到着するとすでに引越しは始まっていました。

3、4人のアルバイトとリレー方式で部屋に荷物を運び入れました。驚いたことに、現場で指揮を執っていたのは高校生3年生の男性でした。1年ほど前から毎週末シフトに入っているそうです。「仕事が楽しい。いろんな人に出会えて、社会勉強にもなる。就職活動にも役立つ」といいます。1時間ほどで引越しは完了し、次の現場に向かいました。

次の現場を仕切っていたのはもうすぐ勤続30年を迎えるという正社員の男性。16歳から働いているというその方に、「仕事を辞めたくなったことはないか」と伺うと、「ない。運ぶ荷物は毎回違う。同じ仕事はない」と話してくれました。そうはいっても肉体労働、しんどくはないのかと聞くと、「一人で作業するわけではない。自分も動きつつ、暇する人が出ないように指示を出せば早く終わる」と微笑みかけてくれました。

「プロフェッショナルだ」。率直にそう思いました。

周りには「力仕事できついから、引越バイトだけは絶対にやらない」と話す友人も多く、依然として引越業者の人手不足は深刻です。

けれども、現場にはたしかに真摯に仕事に向き合い、誇りをもって誠実に働いているひとがいる。問題ばかりに目を向けてしまいますが、まずはひとりひとりの声に耳を傾けなければならないと、改めて感じました 。

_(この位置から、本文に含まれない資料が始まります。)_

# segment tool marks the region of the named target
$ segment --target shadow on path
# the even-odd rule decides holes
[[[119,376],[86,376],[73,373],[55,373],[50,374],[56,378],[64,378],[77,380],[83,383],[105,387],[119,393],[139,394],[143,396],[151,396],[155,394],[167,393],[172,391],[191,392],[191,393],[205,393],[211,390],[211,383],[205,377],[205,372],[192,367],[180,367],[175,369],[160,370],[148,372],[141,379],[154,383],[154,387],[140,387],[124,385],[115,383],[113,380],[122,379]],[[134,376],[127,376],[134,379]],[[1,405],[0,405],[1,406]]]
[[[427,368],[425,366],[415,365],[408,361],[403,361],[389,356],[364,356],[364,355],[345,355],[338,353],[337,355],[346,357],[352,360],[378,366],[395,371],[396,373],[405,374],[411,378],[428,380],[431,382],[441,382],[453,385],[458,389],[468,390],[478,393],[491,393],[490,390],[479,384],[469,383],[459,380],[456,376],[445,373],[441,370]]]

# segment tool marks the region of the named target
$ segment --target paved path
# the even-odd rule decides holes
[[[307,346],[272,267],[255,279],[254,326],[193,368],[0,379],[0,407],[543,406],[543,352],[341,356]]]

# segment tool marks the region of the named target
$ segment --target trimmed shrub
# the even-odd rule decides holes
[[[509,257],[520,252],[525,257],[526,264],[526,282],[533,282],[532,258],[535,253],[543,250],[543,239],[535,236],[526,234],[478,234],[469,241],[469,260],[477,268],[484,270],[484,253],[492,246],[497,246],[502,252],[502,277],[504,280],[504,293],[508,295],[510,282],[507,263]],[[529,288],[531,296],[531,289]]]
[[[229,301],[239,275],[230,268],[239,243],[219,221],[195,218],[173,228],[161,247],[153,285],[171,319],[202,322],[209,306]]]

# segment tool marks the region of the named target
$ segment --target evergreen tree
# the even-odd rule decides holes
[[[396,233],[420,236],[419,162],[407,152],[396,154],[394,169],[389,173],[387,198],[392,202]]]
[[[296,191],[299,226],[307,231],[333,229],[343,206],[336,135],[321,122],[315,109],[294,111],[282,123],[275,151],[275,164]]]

役に立てるだろうか。罵声を浴びたらどうしよう。出勤前に抱えていた不安は大きく覆されました。社員の方にもアルバイトの方にも恵まれ、気持ちの良い汗をかくことができました。仕事終わり、給与を受け取るため事務所に立ち寄ると、「また働かないか」と声がかかりました。その場でアルバイトの契約を結び、オフィスを後にしました。